Notwithstanding the observations made by the noble Baroness, Lady Young of Old Scone, it seems that the restriction on disclosure is based on a misunderstanding about the confidentiality of material held by the PHSO and about the safe space in which he currently operates. The legislation governing the PHSO provides that he must conduct his investigations “in private”. Subject to limited exceptions, the PHSO is not permitted to disclose to third parties information obtained in the course of an investigation. Disclosure cannot be made by the PHSO in any circumstances where that would be contrary to the public interest. Information obtained by the PHSO is also subject to absolute exemption from disclosure under the Freedom of Information Act 2000. No persons are identified in the PHSO’s reports, and names are anonymised. Mirroring the safe space provisions in the Bill for HSSIB investigations, reports of the PHSO do not apportion blame to individuals, and do not assess or determine civil or criminal liability or whether disciplinary action needs to be taken.
Furthermore and critically, the terms of the proposed amendment would impose a complete legal block, prohibiting the disclosure to a third party of any protected material disclosed to the PHSO by the HSSIB except by order of the High Court, and then only for certain very limited purposes. The effect of the existing statutory provisions and the conditions in the amendment prohibiting disclosure to third parties mean that the PHSO and the HSSIB fall legally and naturally within the same safe space.
As presently worded, this will be the first occasion on which the PHSO’s access to information will have been curtailed. At the same time, in extending the right of disclosure of the HSSIB’s protected material to coroners, the Bill discloses an incomprehensible inconsistency, since not only are inquests increasingly adversarial, as has been noted by a number of speakers, but such disclosure is not allowed by the PHSO under the PHSO’s governing legislation.
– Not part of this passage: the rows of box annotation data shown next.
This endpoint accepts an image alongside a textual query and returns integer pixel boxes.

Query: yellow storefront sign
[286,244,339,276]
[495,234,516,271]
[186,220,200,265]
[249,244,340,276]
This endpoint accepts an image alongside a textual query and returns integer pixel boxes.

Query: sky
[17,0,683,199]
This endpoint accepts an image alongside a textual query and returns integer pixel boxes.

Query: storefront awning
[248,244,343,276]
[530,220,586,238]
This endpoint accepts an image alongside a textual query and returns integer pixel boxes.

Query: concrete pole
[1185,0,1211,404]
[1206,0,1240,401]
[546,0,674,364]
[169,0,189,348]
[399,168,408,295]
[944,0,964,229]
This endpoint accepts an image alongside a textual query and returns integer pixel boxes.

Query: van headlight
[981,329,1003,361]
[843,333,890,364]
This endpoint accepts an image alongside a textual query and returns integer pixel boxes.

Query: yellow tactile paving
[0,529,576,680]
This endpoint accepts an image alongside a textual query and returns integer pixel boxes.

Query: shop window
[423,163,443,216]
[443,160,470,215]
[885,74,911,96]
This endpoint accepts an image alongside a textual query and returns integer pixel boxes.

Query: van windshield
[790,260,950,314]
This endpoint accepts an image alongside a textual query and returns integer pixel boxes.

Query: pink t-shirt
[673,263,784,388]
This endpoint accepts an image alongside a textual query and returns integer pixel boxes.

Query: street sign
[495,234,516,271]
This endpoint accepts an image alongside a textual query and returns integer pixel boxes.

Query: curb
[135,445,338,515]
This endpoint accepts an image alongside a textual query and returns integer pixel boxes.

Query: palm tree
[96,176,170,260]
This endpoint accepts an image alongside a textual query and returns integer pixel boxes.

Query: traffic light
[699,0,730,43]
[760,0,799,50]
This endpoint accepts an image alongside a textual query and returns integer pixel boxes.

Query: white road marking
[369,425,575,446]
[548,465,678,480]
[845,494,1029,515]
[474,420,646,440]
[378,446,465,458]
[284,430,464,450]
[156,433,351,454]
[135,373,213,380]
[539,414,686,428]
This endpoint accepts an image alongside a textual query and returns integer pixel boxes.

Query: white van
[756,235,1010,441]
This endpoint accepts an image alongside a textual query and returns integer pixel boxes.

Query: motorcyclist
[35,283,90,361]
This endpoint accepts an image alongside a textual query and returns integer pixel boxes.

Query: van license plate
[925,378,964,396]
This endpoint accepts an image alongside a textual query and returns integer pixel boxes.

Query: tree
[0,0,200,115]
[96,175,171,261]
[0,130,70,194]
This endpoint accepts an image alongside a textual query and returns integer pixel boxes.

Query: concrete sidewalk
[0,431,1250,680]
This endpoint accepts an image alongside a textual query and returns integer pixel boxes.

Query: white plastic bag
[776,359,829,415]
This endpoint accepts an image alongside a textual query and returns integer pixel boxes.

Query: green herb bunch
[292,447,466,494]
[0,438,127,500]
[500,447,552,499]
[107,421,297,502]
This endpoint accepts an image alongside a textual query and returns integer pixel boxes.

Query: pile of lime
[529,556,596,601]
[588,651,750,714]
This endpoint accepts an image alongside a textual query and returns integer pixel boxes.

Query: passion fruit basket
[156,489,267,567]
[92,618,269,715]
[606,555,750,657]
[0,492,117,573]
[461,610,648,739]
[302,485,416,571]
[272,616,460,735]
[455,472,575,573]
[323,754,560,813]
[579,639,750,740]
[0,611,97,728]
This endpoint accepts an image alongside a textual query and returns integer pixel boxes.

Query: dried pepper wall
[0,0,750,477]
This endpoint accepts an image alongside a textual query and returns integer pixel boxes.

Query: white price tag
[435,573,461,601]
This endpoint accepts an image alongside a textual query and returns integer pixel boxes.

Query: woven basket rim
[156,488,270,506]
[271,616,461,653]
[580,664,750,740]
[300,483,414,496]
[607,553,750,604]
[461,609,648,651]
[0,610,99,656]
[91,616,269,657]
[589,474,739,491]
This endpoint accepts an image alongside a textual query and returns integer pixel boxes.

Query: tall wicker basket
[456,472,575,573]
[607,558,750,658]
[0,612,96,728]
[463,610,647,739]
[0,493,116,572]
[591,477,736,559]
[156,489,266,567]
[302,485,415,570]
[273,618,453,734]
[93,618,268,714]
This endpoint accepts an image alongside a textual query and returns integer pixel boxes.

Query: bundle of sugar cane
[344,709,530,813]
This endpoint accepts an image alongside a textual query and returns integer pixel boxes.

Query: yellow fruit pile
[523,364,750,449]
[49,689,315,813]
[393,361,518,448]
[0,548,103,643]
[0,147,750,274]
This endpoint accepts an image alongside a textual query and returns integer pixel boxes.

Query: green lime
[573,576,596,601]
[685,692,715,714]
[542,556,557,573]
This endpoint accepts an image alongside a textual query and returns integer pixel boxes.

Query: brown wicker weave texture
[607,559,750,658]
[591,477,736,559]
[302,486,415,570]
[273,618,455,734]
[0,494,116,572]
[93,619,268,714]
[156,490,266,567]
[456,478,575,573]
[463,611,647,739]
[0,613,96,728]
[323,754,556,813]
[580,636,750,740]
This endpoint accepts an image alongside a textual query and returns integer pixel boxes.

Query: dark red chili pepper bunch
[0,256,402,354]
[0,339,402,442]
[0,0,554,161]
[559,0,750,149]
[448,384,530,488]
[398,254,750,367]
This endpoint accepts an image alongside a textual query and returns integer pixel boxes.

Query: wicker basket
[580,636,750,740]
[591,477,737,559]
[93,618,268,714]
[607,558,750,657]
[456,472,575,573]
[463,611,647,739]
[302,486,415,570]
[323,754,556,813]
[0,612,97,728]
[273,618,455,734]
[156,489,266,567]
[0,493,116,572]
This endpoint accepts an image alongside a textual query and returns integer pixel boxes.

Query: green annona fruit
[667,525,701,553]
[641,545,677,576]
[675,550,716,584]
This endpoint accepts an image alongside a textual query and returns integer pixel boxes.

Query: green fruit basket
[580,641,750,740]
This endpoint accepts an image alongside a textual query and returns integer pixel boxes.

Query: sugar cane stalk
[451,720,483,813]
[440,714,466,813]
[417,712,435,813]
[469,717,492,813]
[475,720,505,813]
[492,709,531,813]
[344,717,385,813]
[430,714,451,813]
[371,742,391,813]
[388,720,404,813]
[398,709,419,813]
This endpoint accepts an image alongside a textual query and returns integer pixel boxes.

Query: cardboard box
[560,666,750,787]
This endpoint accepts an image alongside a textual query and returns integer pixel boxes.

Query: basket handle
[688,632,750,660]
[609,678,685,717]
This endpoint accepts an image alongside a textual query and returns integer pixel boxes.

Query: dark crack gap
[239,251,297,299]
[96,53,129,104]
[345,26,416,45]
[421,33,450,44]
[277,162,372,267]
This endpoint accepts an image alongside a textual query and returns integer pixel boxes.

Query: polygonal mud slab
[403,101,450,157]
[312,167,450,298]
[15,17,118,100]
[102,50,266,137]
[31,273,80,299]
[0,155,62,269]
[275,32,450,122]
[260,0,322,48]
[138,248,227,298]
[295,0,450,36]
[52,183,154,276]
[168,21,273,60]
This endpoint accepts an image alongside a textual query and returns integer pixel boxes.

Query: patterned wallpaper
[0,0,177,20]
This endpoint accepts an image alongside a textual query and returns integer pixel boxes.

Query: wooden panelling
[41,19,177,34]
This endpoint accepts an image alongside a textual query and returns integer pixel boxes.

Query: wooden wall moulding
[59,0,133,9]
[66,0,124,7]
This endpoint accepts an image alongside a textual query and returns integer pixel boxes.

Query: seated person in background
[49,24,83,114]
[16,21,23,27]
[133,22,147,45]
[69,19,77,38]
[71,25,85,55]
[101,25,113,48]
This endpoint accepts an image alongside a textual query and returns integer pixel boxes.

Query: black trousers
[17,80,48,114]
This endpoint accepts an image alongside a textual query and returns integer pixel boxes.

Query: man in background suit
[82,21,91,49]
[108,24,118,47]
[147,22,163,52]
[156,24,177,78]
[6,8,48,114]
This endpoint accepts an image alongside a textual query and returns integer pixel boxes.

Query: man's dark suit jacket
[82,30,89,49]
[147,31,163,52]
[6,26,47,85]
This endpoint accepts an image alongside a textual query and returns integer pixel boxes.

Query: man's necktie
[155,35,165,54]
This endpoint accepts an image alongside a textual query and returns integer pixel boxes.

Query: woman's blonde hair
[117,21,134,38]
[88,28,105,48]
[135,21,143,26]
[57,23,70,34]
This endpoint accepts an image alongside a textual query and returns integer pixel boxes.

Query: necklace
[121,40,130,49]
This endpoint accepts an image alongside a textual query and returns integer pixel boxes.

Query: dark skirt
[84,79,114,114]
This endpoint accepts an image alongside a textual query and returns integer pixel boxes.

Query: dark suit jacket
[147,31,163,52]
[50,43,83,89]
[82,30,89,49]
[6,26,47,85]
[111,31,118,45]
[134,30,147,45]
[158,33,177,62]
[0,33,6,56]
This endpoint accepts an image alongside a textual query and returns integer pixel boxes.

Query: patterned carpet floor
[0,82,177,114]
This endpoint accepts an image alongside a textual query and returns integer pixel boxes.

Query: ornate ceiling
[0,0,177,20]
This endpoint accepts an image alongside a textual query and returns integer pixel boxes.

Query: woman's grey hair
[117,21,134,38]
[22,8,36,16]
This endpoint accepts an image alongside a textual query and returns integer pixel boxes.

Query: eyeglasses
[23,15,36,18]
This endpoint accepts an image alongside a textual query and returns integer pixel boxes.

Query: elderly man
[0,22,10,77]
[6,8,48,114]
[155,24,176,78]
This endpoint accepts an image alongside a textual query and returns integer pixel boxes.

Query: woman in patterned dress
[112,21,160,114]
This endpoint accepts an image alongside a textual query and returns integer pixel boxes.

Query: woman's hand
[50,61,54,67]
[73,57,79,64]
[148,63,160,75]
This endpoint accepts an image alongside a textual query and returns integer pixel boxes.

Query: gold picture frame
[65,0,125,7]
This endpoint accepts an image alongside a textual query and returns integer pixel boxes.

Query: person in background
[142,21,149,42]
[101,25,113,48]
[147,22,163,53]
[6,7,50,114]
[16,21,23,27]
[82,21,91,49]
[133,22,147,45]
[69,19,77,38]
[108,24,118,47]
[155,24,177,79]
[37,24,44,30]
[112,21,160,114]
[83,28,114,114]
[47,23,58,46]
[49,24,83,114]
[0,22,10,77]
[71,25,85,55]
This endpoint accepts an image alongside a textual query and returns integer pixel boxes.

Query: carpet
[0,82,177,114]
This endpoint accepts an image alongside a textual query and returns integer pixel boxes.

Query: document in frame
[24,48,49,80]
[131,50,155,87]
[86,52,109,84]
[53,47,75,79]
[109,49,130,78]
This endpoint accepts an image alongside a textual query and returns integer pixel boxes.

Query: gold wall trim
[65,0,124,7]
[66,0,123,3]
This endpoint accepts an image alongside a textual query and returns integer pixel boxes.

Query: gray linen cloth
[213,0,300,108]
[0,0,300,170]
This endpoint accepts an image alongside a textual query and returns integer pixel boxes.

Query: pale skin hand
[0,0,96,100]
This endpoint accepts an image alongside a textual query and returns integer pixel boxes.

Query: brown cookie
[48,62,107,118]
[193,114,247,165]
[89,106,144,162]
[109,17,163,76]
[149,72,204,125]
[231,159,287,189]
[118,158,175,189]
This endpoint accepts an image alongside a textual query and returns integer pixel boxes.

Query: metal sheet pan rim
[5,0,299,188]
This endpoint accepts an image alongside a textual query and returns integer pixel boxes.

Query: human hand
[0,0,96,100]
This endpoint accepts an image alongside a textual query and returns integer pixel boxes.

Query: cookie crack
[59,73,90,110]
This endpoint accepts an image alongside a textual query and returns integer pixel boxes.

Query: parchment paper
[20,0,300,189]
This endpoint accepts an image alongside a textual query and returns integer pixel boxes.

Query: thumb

As the noble Baroness, Lady Neuberger, has said, ombudsmen are internationally regarded as having a constitutional role in addressing the imbalance of power between the individual and the providers of public services, and in their autonomy and independence from the executive and judicial branches of government. That constitutional role is enshrined in the Venice principles adopted in 2019 by the Council of Europe and by the UN’s General Assembly in 2020. A written opinion of the Venice Commission, published in October 2021, concluded that the exclusion of the PHSO from the safe space created by the Bill, and denying the PHSO to full access to the HSSIB’s protected material, would be contrary to the Venice principles. It would therefore place the United Kingdom in breach of its international obligations. The amendment is, for all those reasons, both necessary and desirable.